Lest this amusing scenario from the “fiction” novel Errol, Fidel and the Cuban Rebel Girls seems a figment of Sydney writer Boyd Anderson’s imagination, acting was the least interesting thing about Flynn’s life. The plot here actually hews roughly to bizarre real life events.

Flynn, the thrice-married father of four, really did fly to Cuba, with his last girlfriend, Beverley Aadland, in 1958. He’d met the chorus girl on the back lot of Warner Brothers; he was 48, she 15. Together, they would star in his odd last movie, Cuban Rebel Girls, filmed on location.

Flynn’s three previous films, in each of which he’d played an alcoholic – no acting required – had finally given him critical acclaim, though his Oscar nomination for the 1957 adaptation of Hemingway’s novel The Sun Also Rises had been mysteriously withdrawn.

Hence this cut-price Cuban adventure was a last-ditch effort to make a lasting artistic mark on the world – one more flattering than the front-page scandal of the sensational trial 16 years earlier in 1942, in which Flynn had been acquitted of statutory rape of two teenage girls, giving rise to the hackneyed saying “in like Flynn”.

Sexual domination of young women wasn’t the entire measure of the man – some friends and family insist women and girls threw themselves at him, not vice-versa – and the Australian’s overriding agenda was always adventure, even before he fled depression-era Sydney having stolen a socialite’s jewels, never to return.

In Boyd’s novel, Flynn interviews Castro as a way of keeping the peace while they’re making Cuban Rebel Girls. “I’ll do my fake interview with the intrepid leader,” Anderson has Flynn saying, “so he doesn’t get pissed and put the lot of us up against a wall.”

But in real life, Flynn reportedly set out for Cuba with the Castro assignment for William Randolph Hearst’s newspapers, for which he’d briefly written on the war in Spain in 1937 as the fascist threat grew. (On that occasion, his sidekick Jewish photographer, Hermann Erben, turned out to be a Nazi party member and amateur spy, much to Flynn’s unlucky discredit, but that’s another sad story.)

Anderson has Flynn narrating in first person, including post-humously, and the gamble pays off; the voice is convincing. The novel manages to be both a smart read and rollicking good fun, and put me in mind of Sydney writer Luke Davies’s engaging fictive novel God of Speed, about aviator, filmmaker and billionaire – and drug addict – Howard Hughes.

Anderson, like Davies, imbues his famous star with a psychological depth; his Flynn is struggling mentally and is self aware the world sees him as a “phallic symbol” and a “shallow, philandering fool”, though perhaps more could have been made of Flynn’s mother issues; there was a love/hate relationship with his Sydney-born mother.

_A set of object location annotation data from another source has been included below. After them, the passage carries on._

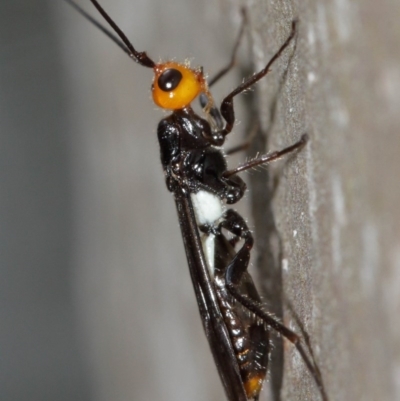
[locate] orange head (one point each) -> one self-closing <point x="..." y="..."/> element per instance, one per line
<point x="176" y="85"/>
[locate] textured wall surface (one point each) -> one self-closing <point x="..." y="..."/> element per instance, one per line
<point x="96" y="298"/>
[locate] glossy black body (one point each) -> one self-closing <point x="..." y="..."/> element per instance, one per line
<point x="234" y="319"/>
<point x="238" y="339"/>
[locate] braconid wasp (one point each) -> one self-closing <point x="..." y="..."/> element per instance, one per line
<point x="217" y="239"/>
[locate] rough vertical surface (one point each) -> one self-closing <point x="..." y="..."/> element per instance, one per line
<point x="335" y="203"/>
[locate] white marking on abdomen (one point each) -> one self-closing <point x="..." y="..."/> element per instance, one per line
<point x="208" y="209"/>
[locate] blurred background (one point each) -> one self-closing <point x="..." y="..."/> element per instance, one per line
<point x="96" y="301"/>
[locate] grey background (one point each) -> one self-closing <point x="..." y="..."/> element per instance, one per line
<point x="96" y="300"/>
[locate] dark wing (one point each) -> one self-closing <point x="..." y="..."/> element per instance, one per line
<point x="214" y="326"/>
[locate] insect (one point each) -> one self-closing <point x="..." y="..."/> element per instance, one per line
<point x="217" y="239"/>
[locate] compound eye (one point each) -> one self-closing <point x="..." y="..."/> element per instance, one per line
<point x="169" y="79"/>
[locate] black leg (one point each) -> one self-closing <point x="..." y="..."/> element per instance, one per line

Despite the real headlines such as I Fought with Castro by Errol Flynn: Film Star Gives Fidel Tips on Talking, Flynn’s movie biopic Cuban Story was shown once in Moscow, but never screened in the US. (It has been available on DVD since 2002 after the negatives were retrieved from storage after 40 years.) He returned to Los Angeles, his millions stolen or squandered, his house taken by his first wife, the film offers dried up to dust.

Flynn died of a massive heart attack in October 1959 at age 50; all his major organs diseased from a decadent life on the run from boredom. In his neglected Cuban film, Flynn says approvingly on camera the “spirit started by this handful of wonderful rebels is spreading and growing stronger every day”. Perhaps he didn’t give a damn for public opinion after all.